Ed ancora di pornografomania, “impulso patologico a scrivere cose oscene” e, spesso all’«assidua frequentazione delle pubbliche latrine»; di pornolagnìa, «morbosa attrazione erotica per la prostituzione’ (comp. col gr. λαγνεία “libidine”); e ancora, ma più recente (2003), pornolalìa “tendenza compulsiva all’uso di linguaggio osceno” e i derivati pornolàlico agg. e pornòlalo agg. e sost».

All’espansione di quelle «neoformazioni costruite con porno» contribuisce secondo Ravesi «proprio negli anni ’80», lo stile giornalistico altrimenti detto “brillante”, al quale si associa «un ulteriore scatto qualitativo nella fruizione della pornografia»: la fase dell’home video «iniziata negli anni ’80 e culminata nel decennio 1990-2000 (anche col supporto del dvd)».

Finalmente a buon mercato per il pornofilo e il pornomane (entrambi del 1995) e ben redditizio per chi lo produce (porno-attività, 2002), il porno evita ora «imbarazzanti sedute collettive in squallidi cinemini» e trova rifugio «nel privato», più accessibile e domestico. Ed ecco pornovedette, pornoattrice, pornoattore, pornoritratto, pornocarriera, pornostarlet, pornofan, pornomassaggio, pornosoft, pornofoto, pornoparty, pornoracconto, pornoeloquio, porno-chic – «tendenza della moda estremamente provocante e allo stesso tempo elegante; piccante e sofisticato» o, spostandosi in avanti di qualche anno, inizio del nuovo millennio, pornoimpresario, pornotassa o pornotax, pornolusso – tendenza della moda che enfatizza il lusso, l’immagine e l’ostentazione provocante – pornobibliofilo, o, ritorno alle origini, pornivendola, intesa, seppur con sfumatura ironica, “donna che si prostituisce”.

Senza che assurgano agli onori del vocabolario, spiega Ravasi, in gioco entrano anche, il genere cinematografico pornoesotico, il pornonazista, e poi porno-comico, porno-thriller, pornopecoreccio, porno-gulag o, «nell’àmbito della trattatistica “seria”», pornocapitalismo, pornoliberismo, pornosocialismo, pornoteologia, pornosofia, «e su tutti lo smagliante pornotopia (1971), dove tempo e spazio sono interamente occupati dal sesso», fino al più recente pornopoli tratto dall’abbinamento del suffissoide porno con l’altrettanto felice suffissoide poli di tangentopoli o calciopoli, per riferire di scandali dove la tangente è versata in fellatio ed altri godimenti, ed esteso anche ad un gioco da tavola per scambisti.

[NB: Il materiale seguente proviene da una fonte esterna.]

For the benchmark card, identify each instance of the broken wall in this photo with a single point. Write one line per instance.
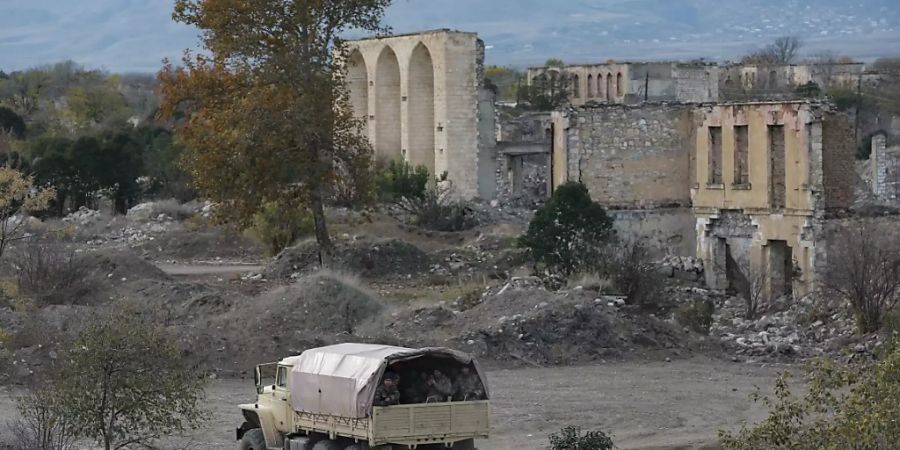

Sempre al linguaggio giornalistico, capace anche di rivelare fenomeni sociali e realtà sottaciute od occultate, oltre che mode e modi di dire, vanno attribuiti termini come pornoturismo, pornoturista o pornogruppo riferiti a quel fenomeno di colonizzazione delle vagine e degli ani praticato dall’occidente capitalista all’apogeo della propria colonizzazione economica e che va sotto il nome di turismo sessuale.

«Similmente – scrive Ravasi –, la maggiore attenzione per i reati sessuali commessi nei confronti dei bambini che si registra dallo scorcio degli anni ’90 in poi implica la coniazione di termini che specificamente fanno riferimento alla pornografia di contenuto pedofilo: pedopornografia e pedopornografico, pornopedofilia e pornopedofilo, pedo-pornofilia e pedo-pornofilo (tutti attestati dal 1998 al 2004)».

L’ultima tappa – «per ora» – dell’indagine linguistica di Ravasi per la Treccani – tocca, quasi ovviamente, l’avvento di internet e le fortune del suffissoide porno. Addomesticato e domiciliato con l’avvento della rete, il descrivere l’attività della meretrice, di chi la frequenta e di chi li scimmiotta o fantastica di farlo, ne ha attenuato «i residui sentimenti di riprovazione», incentivandone la propagazione.

Ha dato origine a pornofile «file video che contiene filmati pornografici», all’aggettivo pornoinformatico relativo a ciò «che ha carattere pornografico ed è diffuso attraverso supporti informatici» ed «al malinconico pornonauta “chi naviga in Internet alla ricerca di siti pornografici”».

Ma non ha restituito l’effimera eccitazione di trovarsi dinanzi ad una puttana o ad una donna che non esiti, per piacer proprio, ad interpretarla. Buon filmino, sul 2.0.